Arrangement of the heme biosynthetic pathway in algae with complex plastids.

Inferred origins of enzymes are represented by colored boxes with flags where applicable. Localizations of B. natans and G. theta enzymes were predicted by SignalP and TargetP (see Material and Methods). Dashed arrows indicate a possible dual localization of UROS in both the cytosol and the plastid of B. natans. Only key metabolites are shown for clarity, for example the starting substrates for mitochondrial-cytosolic C4 (succinyl-CoA and glycine) and plastid C5 pathways (glutamyl-tRNAGlu). Parts of the pathway identical to K. foliaceum are not depicted in the D. baltica and G. foliaceum scheme. Schematic representation of organelles: N, N1 –nucleus of the host; N2 –nucleus of the endosymbiont diatom; n—nucleomorph of the endosymbiont; mt—mitochondrion.

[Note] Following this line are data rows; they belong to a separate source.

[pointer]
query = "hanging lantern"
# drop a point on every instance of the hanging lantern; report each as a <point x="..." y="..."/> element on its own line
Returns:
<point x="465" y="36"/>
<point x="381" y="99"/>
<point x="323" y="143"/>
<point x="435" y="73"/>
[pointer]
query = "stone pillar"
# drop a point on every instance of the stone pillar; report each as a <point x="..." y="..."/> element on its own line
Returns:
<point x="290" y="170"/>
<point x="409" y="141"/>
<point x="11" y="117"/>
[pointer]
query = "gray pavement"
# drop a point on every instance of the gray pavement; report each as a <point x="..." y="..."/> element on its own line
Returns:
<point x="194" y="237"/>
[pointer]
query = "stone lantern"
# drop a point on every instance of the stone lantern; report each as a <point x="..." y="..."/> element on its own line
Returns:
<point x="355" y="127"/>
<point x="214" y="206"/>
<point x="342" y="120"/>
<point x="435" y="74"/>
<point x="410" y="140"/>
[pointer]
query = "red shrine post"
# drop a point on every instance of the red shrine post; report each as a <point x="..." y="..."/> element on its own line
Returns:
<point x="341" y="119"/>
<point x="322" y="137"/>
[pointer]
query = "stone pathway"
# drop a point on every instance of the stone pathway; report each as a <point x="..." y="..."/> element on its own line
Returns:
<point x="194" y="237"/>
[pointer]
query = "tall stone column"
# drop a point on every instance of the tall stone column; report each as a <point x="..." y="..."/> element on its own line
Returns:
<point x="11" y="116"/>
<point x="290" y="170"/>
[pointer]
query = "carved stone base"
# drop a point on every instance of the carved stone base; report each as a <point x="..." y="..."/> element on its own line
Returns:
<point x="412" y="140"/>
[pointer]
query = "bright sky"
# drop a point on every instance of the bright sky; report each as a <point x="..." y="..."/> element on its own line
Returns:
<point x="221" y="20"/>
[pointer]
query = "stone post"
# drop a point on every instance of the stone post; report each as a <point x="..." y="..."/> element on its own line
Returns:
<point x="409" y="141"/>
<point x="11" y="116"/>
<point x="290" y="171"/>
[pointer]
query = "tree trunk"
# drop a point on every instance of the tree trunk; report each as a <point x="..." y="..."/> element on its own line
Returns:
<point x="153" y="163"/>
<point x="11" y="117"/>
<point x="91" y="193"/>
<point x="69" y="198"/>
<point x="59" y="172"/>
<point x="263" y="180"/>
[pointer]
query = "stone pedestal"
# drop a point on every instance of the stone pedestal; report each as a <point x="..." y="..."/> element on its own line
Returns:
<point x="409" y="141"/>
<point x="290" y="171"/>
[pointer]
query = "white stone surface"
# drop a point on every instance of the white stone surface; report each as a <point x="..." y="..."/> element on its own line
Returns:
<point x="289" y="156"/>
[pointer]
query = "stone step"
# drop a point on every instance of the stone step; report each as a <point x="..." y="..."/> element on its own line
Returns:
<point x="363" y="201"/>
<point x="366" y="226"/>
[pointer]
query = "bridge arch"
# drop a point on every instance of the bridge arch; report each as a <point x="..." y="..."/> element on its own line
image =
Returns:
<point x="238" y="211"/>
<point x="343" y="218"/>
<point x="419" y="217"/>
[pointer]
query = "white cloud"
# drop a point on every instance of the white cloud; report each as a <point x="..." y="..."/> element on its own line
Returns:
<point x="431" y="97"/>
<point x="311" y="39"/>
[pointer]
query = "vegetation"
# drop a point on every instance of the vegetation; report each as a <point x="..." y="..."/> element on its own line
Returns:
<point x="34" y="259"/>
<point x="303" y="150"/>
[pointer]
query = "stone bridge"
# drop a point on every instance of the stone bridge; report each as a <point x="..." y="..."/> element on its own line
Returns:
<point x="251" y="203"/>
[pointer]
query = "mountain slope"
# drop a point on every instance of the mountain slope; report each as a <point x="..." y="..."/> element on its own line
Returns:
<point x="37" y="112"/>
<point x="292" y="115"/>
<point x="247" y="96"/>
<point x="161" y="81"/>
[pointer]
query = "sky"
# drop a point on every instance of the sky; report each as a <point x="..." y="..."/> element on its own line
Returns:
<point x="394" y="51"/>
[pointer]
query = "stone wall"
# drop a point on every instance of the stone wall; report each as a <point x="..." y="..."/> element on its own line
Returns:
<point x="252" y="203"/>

Enzymes: ALAS—delta-aminolevulinic acid synthase; GTR—glutamate-tRNA reductase; GSA—glutamate-1-semialdehyde 2,1-aminotransferase; ALAD—aminolevulinic acid dehydratase; PBGD—porphobilinogen deaminase; UROS—uroporphyrinogen-III synthase; UROD—uroporphyrinogen decarboxylase; CPOX—coproporphyrinogen oxidase; PPOX—protoporphyrinogen oxidase; FeCH—ferrochelatase. A typical pathway in a primary heterotroph and a primary autotroph are shown for comparison (Kořený and Oborník 2011).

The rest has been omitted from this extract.